ROMA - A un mese dalla prima somministrazione del farmaco di Pfizer facciamo il punto sui vaccinati in Italia e sulle tempistiche per gli altri vaccini. E a settembre potrebbe arrivare anche quello italiano.

La situazione oggi

Sono complessivamente 100.863 le persone che a oggi in Italia hanno completato il ciclo della vaccinazione anti Covid, ricevendo le due dosi previste, a fronte del totale di 1.379.124 dosi somministrate, pari al 74,4% del totale di 1.853.475 dosi consegnate alle Regioni. Nel complesso hanno ricevuto il vaccino 901.468 operatori sanitari e sociosanitari, 327.103 appartenenti al personale non sanitario, 137.469 ospiti delle strutture semiresidenziali (Rsa) e 13.084 ultra ottantenni. Sono 1.806.675 le dosi di prodotto Pfizer-BioNTech consegnate nei 293 punti di somministrazione e 46.800 quelle di Moderna.

Primo passo completare sanitari e rsa

Il primo passo è vaccinare tutti gli 1.404.037 sanitari e parasanitari e i 570.287 ospiti e personale delle Rsa. Sono un milione e 974 mila persone. Ne mancano 935.387. A un ritmo di 70 mila vaccinazioni al giorno servono 13 giorni per completare la prima dose. In questo modo si arriverebbe a metà febbraio, e a fine febbraio con la seconda. Ma il problema è che al momento non ci sono dosi per sostenere questi ritmi. Probabile che si arrivi agli inizi se non alla alla prima metà di marzo.

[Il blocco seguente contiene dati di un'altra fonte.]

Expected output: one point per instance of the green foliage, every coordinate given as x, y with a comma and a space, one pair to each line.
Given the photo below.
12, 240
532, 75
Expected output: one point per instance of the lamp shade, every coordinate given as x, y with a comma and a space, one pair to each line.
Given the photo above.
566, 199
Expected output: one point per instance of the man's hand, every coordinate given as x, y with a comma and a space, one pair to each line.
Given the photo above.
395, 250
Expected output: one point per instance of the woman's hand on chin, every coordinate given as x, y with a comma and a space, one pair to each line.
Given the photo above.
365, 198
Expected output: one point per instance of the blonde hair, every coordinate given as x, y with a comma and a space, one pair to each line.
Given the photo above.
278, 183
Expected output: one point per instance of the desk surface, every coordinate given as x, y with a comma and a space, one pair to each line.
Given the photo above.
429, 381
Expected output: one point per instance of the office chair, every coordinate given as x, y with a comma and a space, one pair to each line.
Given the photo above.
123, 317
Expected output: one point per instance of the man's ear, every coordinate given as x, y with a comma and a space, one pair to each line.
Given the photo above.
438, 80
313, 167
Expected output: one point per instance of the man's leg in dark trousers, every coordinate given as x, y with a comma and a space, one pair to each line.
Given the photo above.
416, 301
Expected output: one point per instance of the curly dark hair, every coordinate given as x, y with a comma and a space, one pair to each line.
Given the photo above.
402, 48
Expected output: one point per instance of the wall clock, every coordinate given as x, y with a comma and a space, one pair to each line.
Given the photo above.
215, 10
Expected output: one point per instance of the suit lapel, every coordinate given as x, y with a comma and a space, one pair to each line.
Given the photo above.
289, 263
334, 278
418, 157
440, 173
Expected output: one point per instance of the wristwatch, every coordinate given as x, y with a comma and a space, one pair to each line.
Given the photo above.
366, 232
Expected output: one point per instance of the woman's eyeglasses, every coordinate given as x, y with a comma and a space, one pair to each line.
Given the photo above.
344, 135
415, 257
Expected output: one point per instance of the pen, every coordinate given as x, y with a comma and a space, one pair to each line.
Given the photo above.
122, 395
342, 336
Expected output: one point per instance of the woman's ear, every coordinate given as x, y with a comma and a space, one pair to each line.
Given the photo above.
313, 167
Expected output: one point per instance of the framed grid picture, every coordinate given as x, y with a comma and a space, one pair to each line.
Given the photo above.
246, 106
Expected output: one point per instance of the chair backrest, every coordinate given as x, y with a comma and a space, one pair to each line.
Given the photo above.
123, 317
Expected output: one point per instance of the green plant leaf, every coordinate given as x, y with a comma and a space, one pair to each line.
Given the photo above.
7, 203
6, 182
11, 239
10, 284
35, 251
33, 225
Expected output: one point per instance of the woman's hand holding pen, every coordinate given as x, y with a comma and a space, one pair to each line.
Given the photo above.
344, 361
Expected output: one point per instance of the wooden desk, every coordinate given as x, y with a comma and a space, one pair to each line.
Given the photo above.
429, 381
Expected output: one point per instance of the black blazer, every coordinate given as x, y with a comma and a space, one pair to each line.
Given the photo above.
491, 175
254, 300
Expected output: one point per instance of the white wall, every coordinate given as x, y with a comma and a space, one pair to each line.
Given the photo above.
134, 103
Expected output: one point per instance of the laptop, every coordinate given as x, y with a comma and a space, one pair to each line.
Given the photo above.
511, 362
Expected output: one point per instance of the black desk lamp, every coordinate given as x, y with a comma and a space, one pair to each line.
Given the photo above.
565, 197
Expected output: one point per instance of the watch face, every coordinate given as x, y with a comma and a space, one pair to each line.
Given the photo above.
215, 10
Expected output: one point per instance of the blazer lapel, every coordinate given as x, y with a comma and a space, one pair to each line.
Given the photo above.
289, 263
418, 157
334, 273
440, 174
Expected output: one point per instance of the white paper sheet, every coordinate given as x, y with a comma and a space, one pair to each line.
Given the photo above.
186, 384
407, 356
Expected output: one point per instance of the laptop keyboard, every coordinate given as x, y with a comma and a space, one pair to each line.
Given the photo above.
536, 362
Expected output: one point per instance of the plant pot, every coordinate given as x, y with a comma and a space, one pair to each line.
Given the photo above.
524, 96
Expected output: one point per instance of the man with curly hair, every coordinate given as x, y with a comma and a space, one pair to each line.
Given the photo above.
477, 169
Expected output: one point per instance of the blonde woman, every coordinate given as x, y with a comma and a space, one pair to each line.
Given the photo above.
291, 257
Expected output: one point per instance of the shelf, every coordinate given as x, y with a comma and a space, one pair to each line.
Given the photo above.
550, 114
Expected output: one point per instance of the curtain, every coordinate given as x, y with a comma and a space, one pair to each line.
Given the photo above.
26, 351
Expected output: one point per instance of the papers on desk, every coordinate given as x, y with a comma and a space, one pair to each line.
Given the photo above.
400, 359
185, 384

Da marzo gli ultraottantenni 

Molte Regioni vorrebbero iniziare a vaccinare in grandi numeri gli utraottanteni, che sono 4 milioni e 442 mila, a partire dall'inzio di febbraio. In realtà questa data sarà di fatto posticipata di un mese. Da marzo dovrebbe essere disponibile la rete allargata di 1.500 punti di vaccinazione e al ritmo di 180 mila vaccinazioni servirebbero 25 giorni per la prima dose. Considerando la seconda dose si arriverebbe tra la metà e la fine aprile.

Da fine aprile ultrasessantenni e cronici

Da fine aprile dovrebbe partire la vaccinazione di 13.434.025 persone tra i 60 e i 79 anni d'età e di 7 milioni e 400 mila malati con patologie croniche. Sono 20,8 milioni di persone e per dare loro la prima dose, sempre a 180 mila vaccinazioni al giorno servirebbero 115 giorni, oltre tre mesi e mezzo, per la prima dose. E così si arriverebbe agli inizi di agosto. Se si vaccinasse solo il 70% (ipotesi molto realistica) i numeri scenderebbero a 14,5 milioni di persone e 80 giorni. Quindi metà luglio.

Da luglio/agosto tutti gli altri

A partire da agosto (o da metà luglio, considerando il realistico tasso di vaccinazione del 70%) scatterebbe l'ora di tutti gli altri cittadini italiani. Per fare 32,8 milioni di vaccinazioni servirebbero teoricamente 182 giorni, quasi sei mesi. In realta, considerando un tasso di vaccinazione del 70% della popolazione (che farebbe scendere il numero dei vaccinandi nelle altre fasce di età a quasi 23 milioni), servirebbero 127 giorni per somministrare la prima dose: 4 mesi. E si arriverebbe afine novembre. Considerando che anche nelle fasce più elevate d'età la percentuale di vaccinandi sarà attorno al 70%, si potrà arrivare a fine ottobre/inizi di novembre e completare le vaccinazioni di tutti i cittadini italiani che lo vorranno entro la fine di novembre. Questo se andrà tutto, ma proprio tutto bene.